We need to make sure that the three conditions from above are safely met. If we run the same container on a system with a regular "root" Docker daemon and/or the host user has root privileges, it can do much damage.

Credits:

https://sthbrx.github.io/blog/2023/04/05/detecting-rootless-docker/ - thanks, @sthrbx!

In my py4docker project, I will likely add this to run_script.sh as a quick and portable fix with checks for the aforementioned conditions. As for micromamba-docker, it is probably best to add a section to the documentation. Again, the WWW is full of desperate ;-) people facing similar problems with volume mounts, non-root users, and rootless Docker ;-).
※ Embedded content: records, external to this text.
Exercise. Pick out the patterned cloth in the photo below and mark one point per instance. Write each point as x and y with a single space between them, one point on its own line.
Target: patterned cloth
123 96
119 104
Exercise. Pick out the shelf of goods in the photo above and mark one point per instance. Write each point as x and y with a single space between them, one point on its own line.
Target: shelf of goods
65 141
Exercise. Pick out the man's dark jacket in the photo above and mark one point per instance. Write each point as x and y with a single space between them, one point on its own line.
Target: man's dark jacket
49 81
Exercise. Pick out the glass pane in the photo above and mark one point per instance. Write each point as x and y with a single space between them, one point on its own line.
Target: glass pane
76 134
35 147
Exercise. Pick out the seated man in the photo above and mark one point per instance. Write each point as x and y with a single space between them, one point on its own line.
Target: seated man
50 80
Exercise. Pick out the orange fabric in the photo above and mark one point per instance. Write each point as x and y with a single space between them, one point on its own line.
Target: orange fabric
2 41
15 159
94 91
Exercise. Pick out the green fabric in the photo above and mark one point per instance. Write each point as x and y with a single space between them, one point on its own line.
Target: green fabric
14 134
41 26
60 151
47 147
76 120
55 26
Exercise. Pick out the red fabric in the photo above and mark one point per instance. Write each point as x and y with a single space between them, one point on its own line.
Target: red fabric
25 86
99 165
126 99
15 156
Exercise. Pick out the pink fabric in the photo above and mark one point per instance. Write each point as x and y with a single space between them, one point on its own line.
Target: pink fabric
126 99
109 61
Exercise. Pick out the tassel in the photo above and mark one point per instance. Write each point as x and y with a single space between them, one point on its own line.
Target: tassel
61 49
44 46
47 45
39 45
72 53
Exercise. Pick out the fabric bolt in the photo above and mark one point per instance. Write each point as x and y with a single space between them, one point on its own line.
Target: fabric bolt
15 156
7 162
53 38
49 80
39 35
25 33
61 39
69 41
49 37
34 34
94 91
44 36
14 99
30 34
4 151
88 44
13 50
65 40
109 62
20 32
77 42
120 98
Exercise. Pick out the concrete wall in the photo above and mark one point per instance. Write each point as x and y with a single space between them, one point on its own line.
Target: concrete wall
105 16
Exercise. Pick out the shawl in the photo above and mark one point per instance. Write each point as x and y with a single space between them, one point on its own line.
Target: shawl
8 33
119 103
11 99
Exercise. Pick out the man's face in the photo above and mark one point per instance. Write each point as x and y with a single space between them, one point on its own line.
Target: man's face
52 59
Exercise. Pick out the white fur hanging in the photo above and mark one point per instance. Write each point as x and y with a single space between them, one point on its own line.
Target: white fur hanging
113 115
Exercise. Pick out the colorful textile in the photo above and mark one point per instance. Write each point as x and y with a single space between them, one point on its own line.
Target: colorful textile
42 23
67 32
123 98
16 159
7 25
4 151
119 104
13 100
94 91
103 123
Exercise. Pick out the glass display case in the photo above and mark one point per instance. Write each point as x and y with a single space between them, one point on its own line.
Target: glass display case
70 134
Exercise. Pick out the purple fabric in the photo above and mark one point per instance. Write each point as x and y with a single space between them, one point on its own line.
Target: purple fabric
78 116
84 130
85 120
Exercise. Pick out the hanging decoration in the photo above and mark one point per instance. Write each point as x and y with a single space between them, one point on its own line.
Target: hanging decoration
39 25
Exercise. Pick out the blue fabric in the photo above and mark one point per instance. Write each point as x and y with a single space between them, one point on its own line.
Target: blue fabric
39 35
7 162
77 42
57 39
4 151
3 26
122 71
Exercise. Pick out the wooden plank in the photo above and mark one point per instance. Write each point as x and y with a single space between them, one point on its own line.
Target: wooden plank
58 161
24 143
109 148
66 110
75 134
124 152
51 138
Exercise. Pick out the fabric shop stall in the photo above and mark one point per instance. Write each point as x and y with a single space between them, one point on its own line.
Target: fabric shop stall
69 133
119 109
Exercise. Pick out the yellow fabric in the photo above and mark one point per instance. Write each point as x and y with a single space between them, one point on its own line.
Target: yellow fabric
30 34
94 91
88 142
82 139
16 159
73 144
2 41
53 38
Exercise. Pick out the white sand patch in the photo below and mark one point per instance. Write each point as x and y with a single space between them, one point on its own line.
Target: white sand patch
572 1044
My fear is most of them will simply give up and run everything as root :-(.

See also my answer in https://stackoverflow.com/a/78412890/516699.

Option 2: Mimic --userns=keep-id on Docker by tweaking /etc/subuid and using a dedicated non-root user on the host (likely the best approach, not yet tested)

I think I do now understand what happens when rootlesskit uses /etc/subuid (and ...gid for the group accordingly):

root@container -> user@host: UID 0 inside the container is mapped to the uid of the user running the container on the host (Example: your UID is
UIDs 1 ...@container are mapped based on the settings in /etc/subuid for the host user.

Example: /etc/subuid contains

user:10000:65536

This says that for the user user on the host, all UID > 0 can / will be mapped to the UID range from 10000 to 10000+65536, like so

UID on container --> UID on host
1 -> 10000
2 -> 10001
...

You can debug the mapping rules from container to host like so :

$ rootlesskit bash
# cat /proc/self/uid_map 
         0       1000          1
         1     100000      65536
# cat /proc/self/gid_map 
         0       1000          1
         1     100000      65536

Possible Solution:

Create a non-root user mambauser_host on the host for running rootless Docker and the micromamba-docker image with a UID of 57439 (the internal UID of mambauser). It could be any other sufficiently large UID, but this way it's more transparent.
```
sudo groupadd -g 57439 mambauser_host
sudo useradd mambauser_host -u 57439 -g 57439 -m -s /bin/bash
sudo paddwd mambauser_host
```
Install and start rootless Docker for this user.
Craft /etc/subuid and /etc/subgid so that the UID and GUID of mambauser inside the container will map to those on the host.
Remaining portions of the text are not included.